Gap between revenue and expenditure projections of Fund and government persists
• Centre approves KP’s Rs115bn overdraft for current year
ISLAMABAD: Pakistan and the International Monetary Fund (IMF) have not yet been able to reach close to a staff-level agreement for revival of the Extended Fund Facility (EFF), leaving authorities in a tight spot to bridge the gap and get the updated federal budget for the fiscal year 2022-23 passed by the National Assembly.
The authorities in the finance ministry were expecting to conclude the staff-level agreement by Sunday (June 19) on the basis of revenue and expenditure measures that could deliver next year’s primary budget (the difference between revenues and expenditures, excluding interest payment) in Rs152 billion surplus.
However, the IMF staff still has reservations over Rs9.5 trillion expenditures projected by the authorities for the next fiscal year. The revenue measures in the budget, according to IMF estimates, are also insufficient to deliver slightly over Rs7tr target.
A top finance ministry official confirmed on Sunday night that they had not yet received the first draft of memorandum of economic and financial policies (MEFP) from the IMF as targeted earlier because certain matters remained unsettled. “We are working very closely with the IMF and will soon reach some conclusion,” the official said.
The government is targeting to secure the passage of the budget 2022-23 from the National Assembly on June 27-28, according to the finance ministry’s schedule of events. For this to happen, it has to reach an agreement with the IMF so that the agreed measures could be protected in the budget. In any case, the budget has to be passed by parliament by 28 to legally ensure its implementation with effect from July 1, as required under the Constitution.
While the two sides remained divided over personal income tax slabs and rates, the federal authorities received another setback after the provinces came up with their budgets which created another shortfall of almost one per cent of gross domestic product (GDP) — apparently meaning that the primary account would be in a massive deficit — rather than Rs152bn surplus.
The federal government had projected Rs800bn cash surplus from the four provinces in the budget for next fiscal year. However, so far only the Punjab government announced a budget with Rs125bn surplus, while Sindh presented a Rs35bn deficit budget. Khyber Pakhtunkhwa has neither committed a surplus nor projected a deficit in its budget. Balochistan has not yet announced its budget, but is highly unlikely to provide any sizeable surplus.
Based on Rs800bn provincial surplus, the Centre had projected an overall budget deficit for the next fiscal year at Rs3.8tr or 4.9pc of GDP because it had estimated its own federal budget deficit at Rs4.6tr or 5.9pc of GDP. This means that unless the federal government is able to convince the provinces to curtail their expenditures or increase revenues, the primary account would be in Rs650bn deficit.
This comes at a time when the KP government was already running on overdraft to meet its expenditures during the current fiscal year.
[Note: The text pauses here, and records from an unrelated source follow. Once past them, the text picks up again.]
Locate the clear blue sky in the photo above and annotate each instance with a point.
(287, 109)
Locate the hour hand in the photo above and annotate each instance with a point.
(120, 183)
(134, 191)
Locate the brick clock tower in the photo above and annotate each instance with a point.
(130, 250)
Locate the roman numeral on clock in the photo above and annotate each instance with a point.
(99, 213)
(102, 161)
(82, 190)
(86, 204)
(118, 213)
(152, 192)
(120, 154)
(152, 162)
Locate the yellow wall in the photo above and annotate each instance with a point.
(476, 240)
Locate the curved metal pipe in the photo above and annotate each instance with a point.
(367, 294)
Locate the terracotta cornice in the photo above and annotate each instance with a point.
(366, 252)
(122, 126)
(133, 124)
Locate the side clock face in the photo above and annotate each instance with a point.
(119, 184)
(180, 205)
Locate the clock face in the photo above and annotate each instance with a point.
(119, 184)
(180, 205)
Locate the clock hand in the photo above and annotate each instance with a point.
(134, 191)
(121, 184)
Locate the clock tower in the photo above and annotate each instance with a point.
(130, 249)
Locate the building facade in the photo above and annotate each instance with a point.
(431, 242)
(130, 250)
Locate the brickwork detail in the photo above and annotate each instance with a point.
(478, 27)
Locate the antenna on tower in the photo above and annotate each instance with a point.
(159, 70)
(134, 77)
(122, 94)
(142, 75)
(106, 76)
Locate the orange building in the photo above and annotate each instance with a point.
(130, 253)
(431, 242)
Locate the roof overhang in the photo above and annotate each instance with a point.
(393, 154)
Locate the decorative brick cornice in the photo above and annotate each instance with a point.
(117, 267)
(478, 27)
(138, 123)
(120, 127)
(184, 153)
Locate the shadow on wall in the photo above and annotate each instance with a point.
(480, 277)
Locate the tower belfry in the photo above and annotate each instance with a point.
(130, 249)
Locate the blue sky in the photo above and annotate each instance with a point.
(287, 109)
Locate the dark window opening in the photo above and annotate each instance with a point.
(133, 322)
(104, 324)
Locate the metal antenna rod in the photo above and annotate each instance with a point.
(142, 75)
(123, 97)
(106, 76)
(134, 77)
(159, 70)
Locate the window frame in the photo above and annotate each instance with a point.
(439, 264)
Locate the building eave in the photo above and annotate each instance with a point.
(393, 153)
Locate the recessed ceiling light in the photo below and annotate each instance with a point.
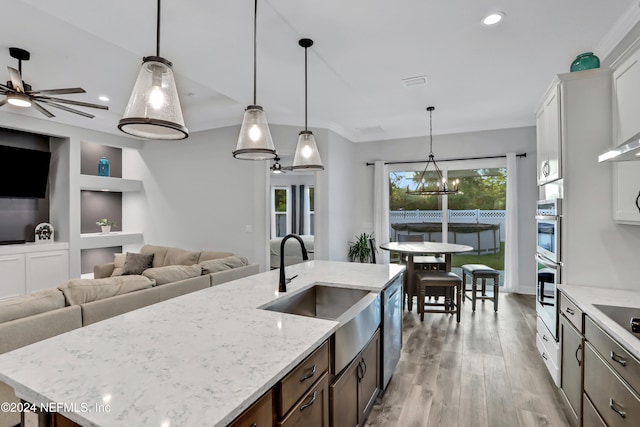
(493, 18)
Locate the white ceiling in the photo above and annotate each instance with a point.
(478, 77)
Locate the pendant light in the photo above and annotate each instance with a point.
(439, 187)
(154, 111)
(254, 142)
(307, 156)
(277, 167)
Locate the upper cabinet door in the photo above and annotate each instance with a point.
(626, 99)
(549, 140)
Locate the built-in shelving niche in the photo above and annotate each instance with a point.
(101, 197)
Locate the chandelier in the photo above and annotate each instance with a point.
(440, 186)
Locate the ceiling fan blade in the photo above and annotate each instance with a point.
(62, 107)
(64, 91)
(72, 102)
(43, 110)
(16, 79)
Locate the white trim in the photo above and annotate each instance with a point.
(618, 31)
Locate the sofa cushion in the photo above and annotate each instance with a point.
(80, 291)
(207, 255)
(118, 264)
(28, 305)
(172, 273)
(137, 263)
(166, 255)
(226, 263)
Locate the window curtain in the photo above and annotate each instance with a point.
(381, 209)
(511, 227)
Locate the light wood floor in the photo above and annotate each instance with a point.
(485, 371)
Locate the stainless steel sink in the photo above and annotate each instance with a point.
(356, 311)
(627, 317)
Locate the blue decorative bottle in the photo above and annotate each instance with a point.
(103, 167)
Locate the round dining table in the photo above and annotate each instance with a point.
(412, 249)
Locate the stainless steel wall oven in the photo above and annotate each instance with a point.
(548, 260)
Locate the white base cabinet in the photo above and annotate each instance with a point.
(31, 267)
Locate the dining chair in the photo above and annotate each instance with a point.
(372, 245)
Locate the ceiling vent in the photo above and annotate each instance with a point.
(415, 81)
(371, 129)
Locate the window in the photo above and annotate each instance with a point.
(280, 211)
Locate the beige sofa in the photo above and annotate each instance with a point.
(28, 319)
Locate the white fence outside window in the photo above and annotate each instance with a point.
(469, 216)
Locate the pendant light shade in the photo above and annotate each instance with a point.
(438, 186)
(307, 156)
(254, 141)
(154, 111)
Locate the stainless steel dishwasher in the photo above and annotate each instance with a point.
(391, 329)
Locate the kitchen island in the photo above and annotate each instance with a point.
(199, 359)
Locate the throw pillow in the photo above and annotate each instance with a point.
(136, 263)
(80, 291)
(172, 273)
(118, 264)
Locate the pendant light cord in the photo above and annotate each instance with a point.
(255, 68)
(158, 32)
(305, 88)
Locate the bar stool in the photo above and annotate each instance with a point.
(439, 282)
(480, 271)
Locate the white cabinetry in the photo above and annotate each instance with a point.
(30, 267)
(626, 98)
(549, 137)
(46, 269)
(12, 275)
(626, 126)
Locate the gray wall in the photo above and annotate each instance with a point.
(19, 216)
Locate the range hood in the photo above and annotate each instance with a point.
(624, 152)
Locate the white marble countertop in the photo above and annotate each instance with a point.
(585, 297)
(198, 359)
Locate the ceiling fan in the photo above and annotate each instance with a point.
(20, 94)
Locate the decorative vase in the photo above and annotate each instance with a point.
(585, 61)
(103, 167)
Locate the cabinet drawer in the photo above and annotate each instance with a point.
(313, 409)
(590, 417)
(620, 360)
(615, 402)
(549, 345)
(260, 414)
(552, 366)
(571, 312)
(298, 381)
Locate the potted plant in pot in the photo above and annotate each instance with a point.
(106, 224)
(360, 250)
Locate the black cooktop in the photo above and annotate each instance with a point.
(623, 316)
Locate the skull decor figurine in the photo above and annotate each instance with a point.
(44, 233)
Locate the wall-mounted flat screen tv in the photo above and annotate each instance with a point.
(23, 173)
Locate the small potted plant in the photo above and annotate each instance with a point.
(360, 250)
(106, 224)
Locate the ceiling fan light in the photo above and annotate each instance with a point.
(154, 111)
(254, 141)
(307, 156)
(19, 99)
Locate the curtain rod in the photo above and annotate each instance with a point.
(447, 160)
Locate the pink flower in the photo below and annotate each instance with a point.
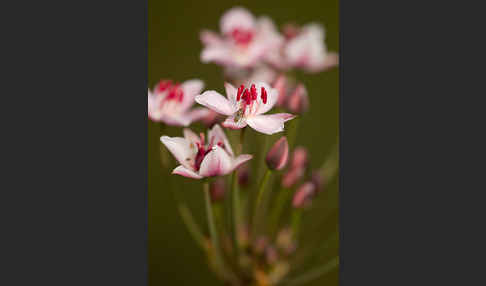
(245, 106)
(306, 49)
(244, 42)
(171, 102)
(199, 158)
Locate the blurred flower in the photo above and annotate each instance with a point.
(304, 194)
(217, 189)
(278, 155)
(171, 102)
(201, 159)
(245, 106)
(244, 42)
(298, 165)
(298, 101)
(306, 49)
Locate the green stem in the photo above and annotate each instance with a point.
(212, 228)
(164, 156)
(236, 203)
(280, 203)
(259, 211)
(296, 218)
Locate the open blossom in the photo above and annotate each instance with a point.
(171, 102)
(306, 49)
(246, 106)
(200, 158)
(244, 42)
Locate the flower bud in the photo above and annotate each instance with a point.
(243, 175)
(217, 190)
(303, 195)
(280, 85)
(278, 155)
(299, 158)
(298, 101)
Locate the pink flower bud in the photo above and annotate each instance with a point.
(278, 155)
(281, 84)
(318, 180)
(271, 255)
(298, 101)
(243, 175)
(303, 195)
(299, 158)
(217, 190)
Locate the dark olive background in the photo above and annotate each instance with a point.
(173, 52)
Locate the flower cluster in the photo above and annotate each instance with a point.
(257, 59)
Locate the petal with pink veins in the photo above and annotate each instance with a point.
(183, 171)
(215, 163)
(180, 149)
(269, 124)
(190, 88)
(216, 134)
(272, 98)
(231, 124)
(238, 161)
(215, 101)
(231, 92)
(197, 113)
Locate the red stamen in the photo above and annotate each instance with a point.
(264, 95)
(253, 92)
(246, 96)
(240, 90)
(242, 37)
(164, 85)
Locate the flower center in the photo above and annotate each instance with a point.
(242, 36)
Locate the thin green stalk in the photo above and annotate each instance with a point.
(295, 224)
(259, 211)
(164, 155)
(292, 132)
(314, 273)
(236, 203)
(219, 263)
(280, 203)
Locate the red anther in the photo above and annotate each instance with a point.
(202, 138)
(264, 95)
(240, 90)
(246, 96)
(242, 37)
(253, 92)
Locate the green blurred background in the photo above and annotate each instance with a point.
(173, 52)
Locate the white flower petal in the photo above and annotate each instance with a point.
(231, 124)
(215, 163)
(238, 161)
(216, 134)
(267, 124)
(183, 171)
(215, 101)
(272, 97)
(180, 149)
(190, 88)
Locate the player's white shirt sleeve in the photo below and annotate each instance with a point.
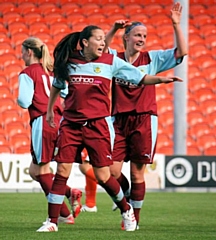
(126, 71)
(26, 91)
(162, 60)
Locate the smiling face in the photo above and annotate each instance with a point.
(135, 40)
(93, 47)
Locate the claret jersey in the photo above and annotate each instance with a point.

The Economic Coordination Committee (ECC) of the cabinet has approved a supplementary grant — budget overrun — of Rs115bn for KP as late as last week i.e. after the presentation of the federal budget.
In a report last week, the finance ministry had reported to the ECC that the federal government had, under an IMF conditionality, prohibited borrowing from the State Bank of Pakistan by the federal and provincial governments. Prior to these IMF-sponsored reforms, the provinces were availing ways and means advances (overdraft facility) from the SBP.
In order to enable the provinces to continue availing such advances after the prohibition, the ECC had in June 2020 put in place a new lending policy for the provincial governments, besides enhancing their ways and means limits. Under that policy, the facility of ways and means advances is provided to the provincial governments by the Centre instead of the SBP.
In this regard, tri-partite agreements have been signed with all the four provinces. The agreement authorises the SBP to debit/credit federal and provincial government accounts as and when a province is in need of ways and means advance or has sufficient balance to clear the advance availed by that province. The existing limit of the ways and means advances of the four provinces is about Rs164.3bn — Rs77bn for Punjab, Rs39bn for Sindh, Rs31.3bn for KP and Rs17bn for Balochistan.
The provision of Rs15bn under the head of ways and means advances to the provinces was included in the outgoing budget as federal miscellaneous investment and other loan and advances, but KP has availed Rs115bn cumulatively during the year as of June 9, 2022.
In order to adjust the expenditure of Rs100bn made by the KP government in excess of the allocated limit as well as likely future requirements of the provinces during the outgoing year, supplementary grant of Rs130bn was required for which schedule of supplementary grants for Rs100bn will be issued forthwith. However, schedule of supplementary grants for the balance amount will be issued on a need basis as per ways and means advances availed by the provinces.
The finance ministry explained that this expenditure would have no impact on the overall fiscal deficit of the federal government as the payments are for a limited time period and as and when cash balance position of the provinces improves, as a result of divisible pool transfers, the SBP reverses the transaction together with mark-up and the same is booked as capital receipts/non-tax receipts of the federal government.